A Global Perspective Update
In the chart below we have used the S&P 500 as a proxy for global markets, and global market sentiment. The chart shows the seasonality of the S&P 500 index in blue whilst the white line shows the current S&P 500 year to date return up to the 24th of September. Historically the S&P 500 has a strong finish to the year. Since this chart was published, the index is around 0.6% lower however, it has since more than recovered from the October lows. The bottom line is that the tough period that we have experienced over the last 3 months could be considered as normal seasonal volatility in the offshore markets.
The chart below shows the return of the S&P 500 over the past few years. the red boxes highlight the Q3 seasonal retracements that the index has undergone. Q3 of 2022 did experience the seasonal retracements however, due to the nature of 2022 events, we have excluded it for the purposes of “seasonal retracements” and hence not highlighted it.
There are two other points to note in the chart. The first is that the purple line shows the return from the 7 largest tech stocks in the index. The “magnificent 7”. These 7 stocks have largely driven the entire return from the S&P 500 index on a year-to-date basis.
The other point is that government bonds (shown in green) have consistently been falling in value for the last 39 months. It has therefore been very difficult for global balanced funds to make attractive returns on a year-to-date basis.
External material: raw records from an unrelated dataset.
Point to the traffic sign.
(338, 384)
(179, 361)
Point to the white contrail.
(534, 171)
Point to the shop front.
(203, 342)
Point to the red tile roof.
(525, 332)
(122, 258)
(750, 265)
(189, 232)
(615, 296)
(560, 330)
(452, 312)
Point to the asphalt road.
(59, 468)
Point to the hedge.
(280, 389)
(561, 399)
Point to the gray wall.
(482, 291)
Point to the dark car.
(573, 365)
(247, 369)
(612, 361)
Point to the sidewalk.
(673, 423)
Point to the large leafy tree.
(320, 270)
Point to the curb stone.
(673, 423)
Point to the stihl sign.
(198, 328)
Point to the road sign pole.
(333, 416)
The chart below shows that as of the 28th of October, the “magnificent 7” stocks in the S&P 500 have pushed UP the overall index by 9.57% on a year-to-date basis. Conversely the remaining 493 stocks have pushed the index performance down by 2.83% on a year-to-date basis.
The chart below highlights that the current US bond market correction is the largest and longest recorded since the 70s.
Global bonds are looking attractive relative to history. The chart below shows how US 10-year bonds are experiencing their worst consecutive annual return period since 1787.
The volatility in the bond market has therefore been very high, which most global balanced funds have navigated relatively well, all else being equal.
Emerging Markets are looking very attractive. The charts below shows how emerging market stock prices have underperformed the US stocks in USD terms since 2010.
Emerging market equities are one standard deviation cheap relative to US equities (US$).
The chart below shows that relative to the rest of the world, US equities are the most expensive that they have been, relative to the rest of the world.
This has been largely driven by gains in US tech companies over the past several years.
As the chart shows, US tech has been flagged as being very expensive relative to the rest of the S&P 500 stocks.
Key Takeaways
The performance of the US market has been very concentrated to a select number of tech stocks which appear to be very expensive relative to the rest of the US market as well as the rest of the world.
The performance of global equity and balanced funds from January to July, was on balance, very pleasing. On the other hand, August, September, and October saw disappointing returns in global equity and global balanced funds.
Although short term, the first 10 days of November have seen a strong bounce from the October lows. With sentiment looking positive through to the end of the year.